The Help (Kathryn Stockett): This is our next Storysmith bookgroup book… and, this month, it’s with a difference – we’re combining our get together with a viewing of the film at ‘20th Century Flicks’. First published in 2009, the novel is set in Jackson, Mississippi in the early 1960s at the peak of racial segregation. The book is narrated by three very different women: a black maid who, despite her excellent cooking skills, frequently loses her job for ‘answering back’; another black maid who is raising her 'seventeenth white child'; and, in sharp contrast, a white woman who wants to be a writer (who was herself brought up by black maids). The ‘help’ are the black community who spend their lives bringing up the children of upper-class white families - with their own children being looked after by someone else. The privileged whites are shockingly discriminating and demand continuing segregation of the black and white communities. It’s long book (some 450 pages) and, I thought, quite an onerous challenge for our monthly bookgroup… but I found it an utterly compelling, unforgettable account and managed to read it within 3 days (the final 250 pages in a late night/early morning stint!!). The author (who herself grew up in the ‘deep south’) writes quite brilliantly - informative, shocking, saddening, amusing and uplifting. A wonderful novel… which will almost certainly be one of my ‘books of the year’.

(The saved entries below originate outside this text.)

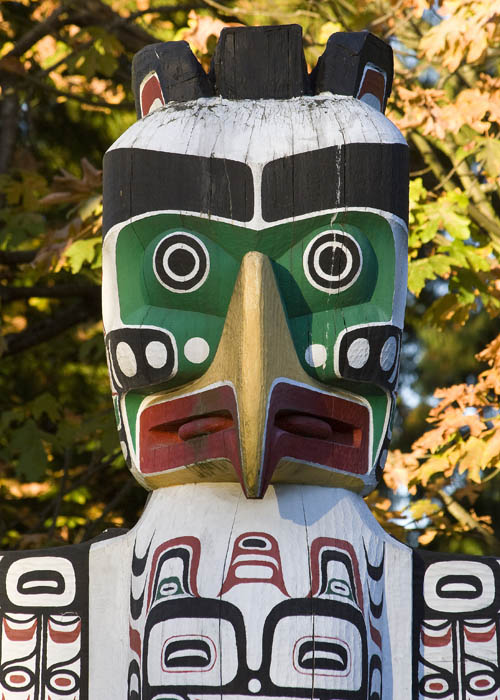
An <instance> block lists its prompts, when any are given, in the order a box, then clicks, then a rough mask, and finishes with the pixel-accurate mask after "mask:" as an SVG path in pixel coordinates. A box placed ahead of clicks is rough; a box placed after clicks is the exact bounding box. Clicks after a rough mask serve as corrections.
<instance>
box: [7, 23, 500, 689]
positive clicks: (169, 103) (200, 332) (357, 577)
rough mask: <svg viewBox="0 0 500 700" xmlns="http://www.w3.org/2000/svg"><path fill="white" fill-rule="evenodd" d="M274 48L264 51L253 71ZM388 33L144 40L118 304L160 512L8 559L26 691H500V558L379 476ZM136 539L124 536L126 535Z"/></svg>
mask: <svg viewBox="0 0 500 700" xmlns="http://www.w3.org/2000/svg"><path fill="white" fill-rule="evenodd" d="M250 67H251V68H250ZM391 82H392V55H391V51H390V48H389V47H388V46H386V45H385V44H384V43H383V42H381V41H379V40H377V39H376V38H375V37H372V36H371V35H368V34H366V33H361V34H345V35H343V34H341V35H333V36H332V37H331V39H330V41H329V43H328V47H327V50H326V52H325V54H324V55H323V56H322V58H321V59H320V61H319V63H318V66H317V67H316V69H315V70H314V71H313V74H312V75H311V76H308V75H307V72H306V70H305V63H304V59H303V54H302V47H301V37H300V29H299V28H298V27H272V28H236V29H228V30H225V31H224V32H223V33H222V35H221V39H220V41H219V44H218V47H217V51H216V55H215V58H214V62H213V70H212V73H211V75H210V77H208V76H207V75H206V74H205V73H204V72H203V70H202V68H201V66H200V65H199V64H198V63H197V61H196V59H195V58H194V57H193V56H192V54H191V53H190V51H189V49H188V47H187V45H186V44H184V43H183V42H179V43H175V42H172V43H167V44H159V45H154V46H152V47H147V48H146V49H145V50H144V51H143V52H140V54H138V56H137V57H136V62H135V74H134V90H135V93H136V101H137V106H138V116H139V117H140V119H139V121H138V122H137V123H136V124H135V125H134V126H132V127H131V128H130V129H129V130H128V131H127V132H126V133H125V134H124V135H123V136H122V137H121V138H120V139H118V141H117V142H116V143H115V144H114V145H113V146H112V147H111V149H110V150H109V151H108V153H107V155H106V157H105V164H104V178H105V191H104V200H105V202H104V206H105V213H104V243H103V266H104V280H103V315H104V325H105V331H106V347H107V352H108V360H109V367H110V376H111V382H112V388H113V399H114V403H115V410H116V414H117V421H118V429H119V432H120V438H121V441H122V446H123V450H124V454H125V455H126V459H127V462H128V464H129V467H130V469H131V471H132V473H133V474H134V476H135V478H137V479H138V480H139V481H140V482H141V483H142V484H144V485H145V486H146V487H147V488H151V489H153V493H152V494H151V497H150V499H149V501H148V504H147V507H146V510H145V512H144V515H143V516H142V518H141V520H140V521H139V523H138V524H137V526H136V527H135V528H134V529H133V530H131V531H130V532H128V533H126V534H120V535H118V536H116V537H112V536H109V537H104V538H102V539H100V540H99V541H94V542H92V543H89V544H87V545H82V546H79V547H70V548H61V549H58V550H51V551H45V552H39V553H36V554H33V553H29V554H26V553H22V554H19V553H16V554H11V553H9V554H5V556H4V557H3V559H2V561H1V570H0V601H1V605H2V610H1V612H2V616H3V625H2V631H1V639H0V644H1V646H0V688H1V690H2V693H3V697H4V698H5V700H28V698H29V700H33V699H34V698H43V699H44V700H49V698H50V699H51V700H61V699H62V698H68V697H70V698H80V699H81V700H83V698H91V699H92V700H101V699H103V700H104V699H105V698H106V699H109V700H115V699H116V700H122V699H123V698H128V699H129V700H167V698H168V699H173V698H176V699H181V698H182V700H188V699H192V700H194V699H195V698H196V699H199V700H202V699H205V698H207V699H208V698H213V697H214V696H220V697H227V698H243V697H249V696H257V697H266V698H318V700H340V699H344V698H345V699H348V698H349V699H353V700H354V699H356V700H358V699H359V700H361V699H363V700H364V699H365V698H366V699H367V700H376V698H385V699H387V700H391V699H393V700H396V699H397V698H401V699H403V698H404V700H406V699H407V698H408V697H412V698H415V699H417V698H436V699H438V698H440V699H443V700H444V699H446V700H452V699H453V700H471V699H472V698H491V699H493V698H497V697H498V694H499V692H500V691H499V690H498V689H499V688H500V676H499V658H498V654H499V651H498V643H499V642H498V639H499V634H498V609H499V602H498V591H499V589H500V584H499V578H498V576H499V571H498V562H497V560H495V559H492V558H485V559H474V558H470V557H463V558H453V557H443V556H437V555H433V554H427V553H425V554H422V553H414V552H412V551H411V550H410V549H409V548H407V547H405V546H404V545H401V544H399V543H397V542H396V541H395V540H393V539H392V538H391V537H389V536H388V535H387V534H385V533H384V532H383V531H382V530H381V528H380V527H379V526H378V525H377V523H376V522H375V520H374V519H373V517H372V516H371V514H370V513H369V511H368V509H367V507H366V505H365V504H364V502H363V500H362V498H361V496H362V495H365V494H367V493H369V492H370V490H371V489H372V488H374V486H375V485H376V483H377V481H378V479H379V477H380V473H381V470H382V468H383V464H384V461H385V456H386V452H387V448H388V444H389V440H390V425H391V421H392V413H393V407H394V400H395V393H394V392H395V388H396V383H397V374H398V367H399V351H400V345H401V331H402V324H403V315H404V299H405V294H406V247H407V187H408V166H407V147H406V144H405V142H404V139H403V138H402V136H401V134H400V133H399V132H398V130H397V129H396V128H395V127H394V126H393V125H392V124H391V123H390V122H389V121H388V120H387V119H386V118H385V117H384V116H383V109H384V107H385V103H386V101H387V96H388V94H389V92H390V88H391ZM111 534H112V533H111Z"/></svg>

Glucose Revolution (Jessie Inchauspé): I’m really not into reading books about food(!) and blame my great mate Jez for recommending* this one to me (* he was verging on the evangelical!). It’s essentially a book about balancing one’s blood sugar (I have no real knowledge of my own blood sugar characteristics, but hey). It seems that 90% of us suffer from too much glucose in our system – although most of us don’t know it – and this book describes ways in which we can ‘flatten our glucose spikes’. Inchauspé (@glucosegoddess) has a science/mathematics/biochemistry background and writes in a simple, but very accessible, way about factors which she maintains can transform a person’s health. Fortunately (from my perspective), it’s NOT a calorie-counting food book but one in which she provides a series of science-based ‘hacks’/tips, such as: how eating foods in the right order can also aid losing weight; adding a green starter to every meal; walking/exercising for 10 minutes after a meal; reaching for vinegar (I know!) before you eat… and much, much more. The book contains LOTS of sustainable, accessible, practical guidance and, although I’m not very good at taking advice(!), I will endeavour to take some of them on board. I’m hoping to persuade Moira to read the book too – in the knowledge that as our ‘principal cook’ (and therefore the reason I eat as ‘sensibly’ as I do)(obviously, that’s MY assessment!), she’ll be implementing and encouraging me to take on board some additional ‘new eating habits’.